Right now he is challenging a lot of conventional thinking by exploring some alternative media strategies and asking for evidence that the advertising media investment is actually paying off.

I like asking questions like that too!

In this week’s Business Week (11/16/2009) there is an article titled “Ask Your Doctor If This Ad Is Right For You.”

It talks about how the drug industry is spending billions of dollars ($4.7 billion to be exact in 2008) on TV ads and high styled agency media plans.

If any of you watch the 6pm news, I am sure that you have seen at least several of these ads.

Problem is… those ads aren’t working…

“New research based on recordings of conversations in physicians’ offices suggests most patents aren’t asking for drugs by name.”

How few are few?

Market researcher Verilogue who conducted the study found out that only 23 individuals out of 12,500 recorded requested for a specific drug.

In another recent study conducted by Verilouge, the most expensive campaigns in terms of media weight and spending – most on the network news shows – did not prompt the greatest number of inquiries.

“Eli Lilly spent $179 million on ads promoting its depression drug Cymbalta in 2008, but the greatest number of inquiries was generated by the Boniva campaign featuring Sally Field and it cost half as much as the Cymbalta blitz”

Is the advertising based on those high agency spending models generating any response at all?

Partly yes… but the drug clients are not happy campers about it.

“The study reports that what consumers are asking about are the scary side effects, which the drug-makers have to include in the ads, often in stomach-turning detail.”

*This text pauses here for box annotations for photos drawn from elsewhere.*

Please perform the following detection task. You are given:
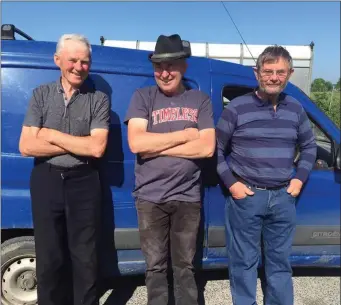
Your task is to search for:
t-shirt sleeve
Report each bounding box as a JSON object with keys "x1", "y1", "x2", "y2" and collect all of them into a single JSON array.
[
  {"x1": 198, "y1": 97, "x2": 214, "y2": 130},
  {"x1": 124, "y1": 90, "x2": 149, "y2": 124},
  {"x1": 23, "y1": 88, "x2": 43, "y2": 128},
  {"x1": 90, "y1": 93, "x2": 110, "y2": 130}
]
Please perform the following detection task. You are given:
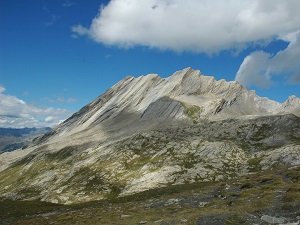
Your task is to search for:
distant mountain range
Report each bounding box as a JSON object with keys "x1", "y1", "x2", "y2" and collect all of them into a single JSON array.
[
  {"x1": 0, "y1": 68, "x2": 300, "y2": 204},
  {"x1": 0, "y1": 127, "x2": 51, "y2": 154}
]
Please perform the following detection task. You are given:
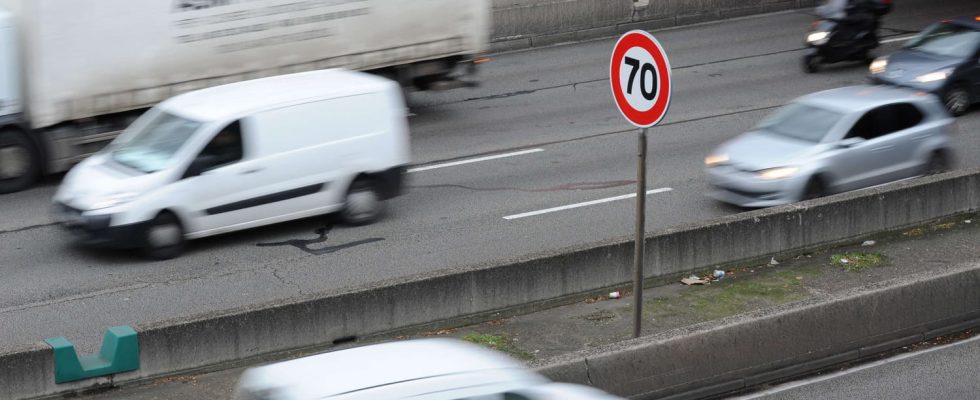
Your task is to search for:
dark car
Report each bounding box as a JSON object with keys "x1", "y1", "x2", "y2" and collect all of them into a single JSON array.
[{"x1": 870, "y1": 16, "x2": 980, "y2": 116}]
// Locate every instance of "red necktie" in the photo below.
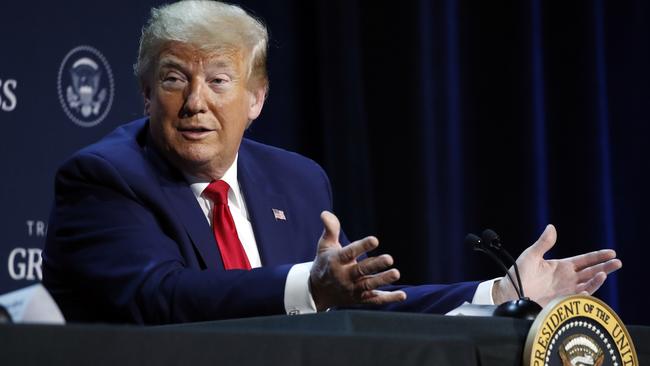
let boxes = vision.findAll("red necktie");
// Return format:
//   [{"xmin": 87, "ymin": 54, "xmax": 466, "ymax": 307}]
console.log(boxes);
[{"xmin": 203, "ymin": 180, "xmax": 251, "ymax": 269}]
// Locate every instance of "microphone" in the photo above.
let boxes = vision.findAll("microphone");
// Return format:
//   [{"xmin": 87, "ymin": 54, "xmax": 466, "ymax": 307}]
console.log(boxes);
[
  {"xmin": 465, "ymin": 229, "xmax": 542, "ymax": 320},
  {"xmin": 481, "ymin": 229, "xmax": 528, "ymax": 299},
  {"xmin": 465, "ymin": 231, "xmax": 523, "ymax": 298}
]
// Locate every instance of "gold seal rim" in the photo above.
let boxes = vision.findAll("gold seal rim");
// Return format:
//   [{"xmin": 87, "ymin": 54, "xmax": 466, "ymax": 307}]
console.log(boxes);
[{"xmin": 523, "ymin": 294, "xmax": 639, "ymax": 366}]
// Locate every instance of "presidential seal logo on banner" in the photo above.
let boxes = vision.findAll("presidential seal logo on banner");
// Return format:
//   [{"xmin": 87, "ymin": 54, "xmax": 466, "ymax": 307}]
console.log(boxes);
[
  {"xmin": 524, "ymin": 295, "xmax": 639, "ymax": 366},
  {"xmin": 57, "ymin": 46, "xmax": 115, "ymax": 127}
]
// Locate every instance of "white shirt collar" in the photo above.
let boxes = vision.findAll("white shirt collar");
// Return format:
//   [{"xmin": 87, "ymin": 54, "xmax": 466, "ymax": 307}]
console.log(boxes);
[{"xmin": 183, "ymin": 154, "xmax": 244, "ymax": 210}]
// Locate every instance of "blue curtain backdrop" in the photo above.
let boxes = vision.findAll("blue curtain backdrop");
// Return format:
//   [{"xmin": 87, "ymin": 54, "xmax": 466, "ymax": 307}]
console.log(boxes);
[{"xmin": 0, "ymin": 0, "xmax": 650, "ymax": 324}]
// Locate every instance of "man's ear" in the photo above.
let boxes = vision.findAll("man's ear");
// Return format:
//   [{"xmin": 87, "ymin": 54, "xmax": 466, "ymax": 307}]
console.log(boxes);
[
  {"xmin": 248, "ymin": 86, "xmax": 267, "ymax": 121},
  {"xmin": 142, "ymin": 85, "xmax": 151, "ymax": 116}
]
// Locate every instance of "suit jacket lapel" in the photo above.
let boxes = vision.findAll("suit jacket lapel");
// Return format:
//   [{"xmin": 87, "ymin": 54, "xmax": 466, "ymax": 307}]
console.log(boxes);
[
  {"xmin": 237, "ymin": 140, "xmax": 297, "ymax": 266},
  {"xmin": 146, "ymin": 134, "xmax": 223, "ymax": 269}
]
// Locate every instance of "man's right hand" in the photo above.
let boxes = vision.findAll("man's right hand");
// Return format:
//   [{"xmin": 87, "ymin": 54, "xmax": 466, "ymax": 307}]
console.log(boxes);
[{"xmin": 309, "ymin": 211, "xmax": 406, "ymax": 311}]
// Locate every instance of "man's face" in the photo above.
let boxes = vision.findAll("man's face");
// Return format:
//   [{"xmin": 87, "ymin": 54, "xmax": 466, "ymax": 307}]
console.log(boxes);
[{"xmin": 144, "ymin": 43, "xmax": 265, "ymax": 180}]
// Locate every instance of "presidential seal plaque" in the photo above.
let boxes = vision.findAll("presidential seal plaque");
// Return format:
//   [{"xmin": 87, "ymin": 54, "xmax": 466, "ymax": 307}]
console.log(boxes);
[{"xmin": 524, "ymin": 295, "xmax": 639, "ymax": 366}]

My client is challenging some conventional thinking by finding a way to reduce the media buy by about half and moving the monies to more local store, in-person and social media exchange.

In my past, I have worked with Time-Warner Networks, Discovery Networks, PHD Media and taught media at the university level.

I’ve had the pleasure of averting ROSs and converting TRPs, GRPs and CPMs into viable ROIs.

Three key things I have gleaned out of all of it…

(1) The medium is the message and the message is the medium.

(2) Its not about counting how many people you reach, its about reaching the right people that counts

(3) Age and gender are only the tips of the iceberg of who represents customers and it is unfortunate that in the year 2010 agencies are addicted to ratings that only use those two demographic variables

A client who challenges their agency is the type of client I like… just like an agency that is brave enough to challenge its peers and the dying models of the past!